Mar 28, 2013

Open Mouth, Insert Foot

Looking for the person who always says the wrong thing at the wrong time?  Look no further. You found her.  Some people have a knack for knowing the perfect little sentiment that needs to be said to cheer someone up, brighten their day or give them hope for the future.  I am not that person.  I envy those people.  Whenever I try to step out and be one of those people I inevitably utter the wrong string of words and give myself away as mis-speaker.  Idiot is another term that comes to mind.

There are ample instances in this blog alone of the multitude of times I say the wrong things to the wrong people at the wrong time and place.  Gavin apparently has been cataloging such events and was quick to remind me of the "FauxHawk" incident as well as the ever so lovely "Socially Inept" catastrophe.

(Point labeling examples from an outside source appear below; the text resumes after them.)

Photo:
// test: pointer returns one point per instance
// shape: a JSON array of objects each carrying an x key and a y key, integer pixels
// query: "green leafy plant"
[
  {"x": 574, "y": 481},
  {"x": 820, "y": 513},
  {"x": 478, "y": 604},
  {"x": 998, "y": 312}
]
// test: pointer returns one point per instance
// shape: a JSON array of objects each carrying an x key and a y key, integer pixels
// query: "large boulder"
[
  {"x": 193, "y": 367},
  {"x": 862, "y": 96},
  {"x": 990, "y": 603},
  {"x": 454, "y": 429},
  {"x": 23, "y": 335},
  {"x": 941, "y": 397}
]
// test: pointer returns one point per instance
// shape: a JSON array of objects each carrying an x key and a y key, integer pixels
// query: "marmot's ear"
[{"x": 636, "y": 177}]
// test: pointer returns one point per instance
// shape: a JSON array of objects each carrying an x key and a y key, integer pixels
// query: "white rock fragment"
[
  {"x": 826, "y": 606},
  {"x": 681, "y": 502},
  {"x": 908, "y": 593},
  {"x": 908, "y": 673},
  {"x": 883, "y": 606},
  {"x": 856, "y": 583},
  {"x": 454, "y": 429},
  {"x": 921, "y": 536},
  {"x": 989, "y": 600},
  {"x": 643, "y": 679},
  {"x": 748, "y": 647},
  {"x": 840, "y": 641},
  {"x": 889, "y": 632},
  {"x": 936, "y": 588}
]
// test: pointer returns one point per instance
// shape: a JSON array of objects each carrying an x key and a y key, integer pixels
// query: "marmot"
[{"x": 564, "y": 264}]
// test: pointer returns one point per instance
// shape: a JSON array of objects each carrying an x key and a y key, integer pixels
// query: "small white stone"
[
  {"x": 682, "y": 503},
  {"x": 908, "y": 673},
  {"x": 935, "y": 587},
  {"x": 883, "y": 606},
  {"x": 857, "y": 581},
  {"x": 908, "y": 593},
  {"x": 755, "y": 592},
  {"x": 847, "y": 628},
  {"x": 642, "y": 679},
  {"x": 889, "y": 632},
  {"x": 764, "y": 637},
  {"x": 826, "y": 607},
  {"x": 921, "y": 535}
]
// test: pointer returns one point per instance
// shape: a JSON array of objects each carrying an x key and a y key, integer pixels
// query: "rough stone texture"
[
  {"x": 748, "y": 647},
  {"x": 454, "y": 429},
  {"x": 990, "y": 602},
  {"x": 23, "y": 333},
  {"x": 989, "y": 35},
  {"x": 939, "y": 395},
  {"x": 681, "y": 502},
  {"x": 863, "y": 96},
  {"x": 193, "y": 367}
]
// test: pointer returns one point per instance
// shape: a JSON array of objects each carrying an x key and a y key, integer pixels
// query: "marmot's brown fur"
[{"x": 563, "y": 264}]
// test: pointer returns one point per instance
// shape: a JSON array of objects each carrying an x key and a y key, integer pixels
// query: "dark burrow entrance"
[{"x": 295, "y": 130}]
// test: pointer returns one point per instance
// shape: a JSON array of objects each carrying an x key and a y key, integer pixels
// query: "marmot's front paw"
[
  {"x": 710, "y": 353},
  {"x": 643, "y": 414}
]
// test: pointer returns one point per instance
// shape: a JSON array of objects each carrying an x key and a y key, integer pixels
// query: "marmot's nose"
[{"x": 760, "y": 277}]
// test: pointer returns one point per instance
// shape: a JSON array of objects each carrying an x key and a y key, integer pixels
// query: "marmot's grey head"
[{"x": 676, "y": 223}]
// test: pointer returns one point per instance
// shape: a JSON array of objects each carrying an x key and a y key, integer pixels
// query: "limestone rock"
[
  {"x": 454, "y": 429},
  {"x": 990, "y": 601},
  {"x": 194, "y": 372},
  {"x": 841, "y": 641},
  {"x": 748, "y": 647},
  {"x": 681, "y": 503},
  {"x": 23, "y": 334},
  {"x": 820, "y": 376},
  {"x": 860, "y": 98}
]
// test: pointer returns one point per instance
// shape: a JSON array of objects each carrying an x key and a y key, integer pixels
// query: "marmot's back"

I shall now divulge my latest run-in with my foot in my mouth.  It's always humbling.  I always feel bad.  Oh how I wish, just once, that I could think before I speak.  Or that I could remember to just 'smile and wave'.   Here's how it happened:

I was bringing dinner to a lady who is sick.  When I got to her apartment there were alot of people there.  I went and put her food in the kitchen and we talked for a bit.  She then introduced me to her extended family in her living room.  They were mentioning something to me about how nice it was of me to bring her food.  I was on my way out the door as these accolades were being hurled my way.  I was in panic mode.  I didn't know the proper response.  "Your Welcome" or "Thank You" seemed too smug sounding.  All I wanted was to quickly divert the attention away from me.  So I said (cringing and sighing here as I type),  "It was necessary.  She needs it." and then quickly slinked through the door opening to find safety and refuge in my car.

WHO SAYS THAT?!

Stupid, stupid, stupid!!!

I have relived that 5 second reply over and over in my head and have found at least 20,567 responses that would have been more appropriate.  But then I wouldn't be "Queen of the Inappropriate Response" if I had used any one of those options, would I?

As I was relaying my social error of catastrophic proportions to Gavin he responded with, "That's okay, Mom.  I totally get it.  All you meant was that you didn't want them to thank you, that you were just doing what you thought was the right thing to do."  YES!  YES!  Thank you Gavin!  Thank you for sneaking into my brain and reading my thoughts.  Instead, I come across as an insensitive, self-righteous jerk who knows when it is necessary for very sick people to receive food because we all know very sick people cannot cook good.  Whatever.